The implications of the Act for accountants of Sarbnes Oxley Act are summarized below:-

1.     Board Composition.Two of the five Board members must be or must have been CPAs. The remaining three must not be and cannot have been CPAs. The Chair may be held by one of the CPA members, but he or she must not have practiced accounting during the five years preceding his/her appointment.

2.     Funding. The Board will be funded by public companies through mandatory fees. Accounting firms that audit public companies must register with the Board ("registered firm"), and pay registration and annual fees.

3.     Standard Setting. The Board will issue standards or adopt standards set by other groups or organizations, for audit firm quality controls for the audits of public companies. These standards include: auditing and related attestation, quality control, ethics, independence and "other standards necessary to protect the public interest." The Board has the authority to set and enforce audit and quality control standards for public company audits.

4.     Investigative and Disciplinary Authority. The Board is empowered to regularly inspect registered accounting firms' operations and will investigate potential violations of securities laws, standards, competency and conduct.

5.     International Authority. Foreign accounting firms that "prepare or furnish" an audit report involving U.S. registrants will be subject to the authority of the Board.

6.     Auditors Report to Audit Committee.
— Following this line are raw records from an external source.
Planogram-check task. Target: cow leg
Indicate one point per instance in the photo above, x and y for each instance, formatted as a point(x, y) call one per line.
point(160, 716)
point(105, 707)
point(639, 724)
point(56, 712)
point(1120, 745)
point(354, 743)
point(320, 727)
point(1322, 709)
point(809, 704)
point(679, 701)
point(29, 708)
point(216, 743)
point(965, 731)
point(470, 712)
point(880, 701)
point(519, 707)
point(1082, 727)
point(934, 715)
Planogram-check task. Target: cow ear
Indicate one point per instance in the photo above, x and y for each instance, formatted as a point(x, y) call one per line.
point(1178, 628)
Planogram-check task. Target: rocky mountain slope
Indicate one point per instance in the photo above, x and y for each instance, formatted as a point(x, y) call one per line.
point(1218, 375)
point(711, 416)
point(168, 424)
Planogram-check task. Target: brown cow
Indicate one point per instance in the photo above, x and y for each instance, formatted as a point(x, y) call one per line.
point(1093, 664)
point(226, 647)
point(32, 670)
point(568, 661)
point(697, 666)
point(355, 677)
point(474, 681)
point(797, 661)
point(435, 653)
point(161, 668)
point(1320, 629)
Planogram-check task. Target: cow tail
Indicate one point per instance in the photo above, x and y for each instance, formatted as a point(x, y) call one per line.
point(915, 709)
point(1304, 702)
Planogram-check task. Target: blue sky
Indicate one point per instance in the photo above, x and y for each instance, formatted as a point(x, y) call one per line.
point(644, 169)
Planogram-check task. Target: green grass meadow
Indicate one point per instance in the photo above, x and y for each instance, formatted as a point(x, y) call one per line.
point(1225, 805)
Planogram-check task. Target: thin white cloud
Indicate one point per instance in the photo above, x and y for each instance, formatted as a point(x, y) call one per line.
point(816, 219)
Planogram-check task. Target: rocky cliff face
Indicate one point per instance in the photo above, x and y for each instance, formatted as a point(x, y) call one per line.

Now, auditors will report to and be overseen by a company's audit committee, not management.

7.     Audit Partner Rotation. The lead audit partner and audit review partner must be rotated every five years on public company engagements.

8.     Consulting Services. The Act lists eight types of services that are "unlawful" if provided to a publicly held company by its auditor: bookkeeping, information systems design and implementation, appraisals or valuation services, actuarial services, internal audits, management and human resources services, broker/dealer and investment banking services, and legal or expert services related to audit services.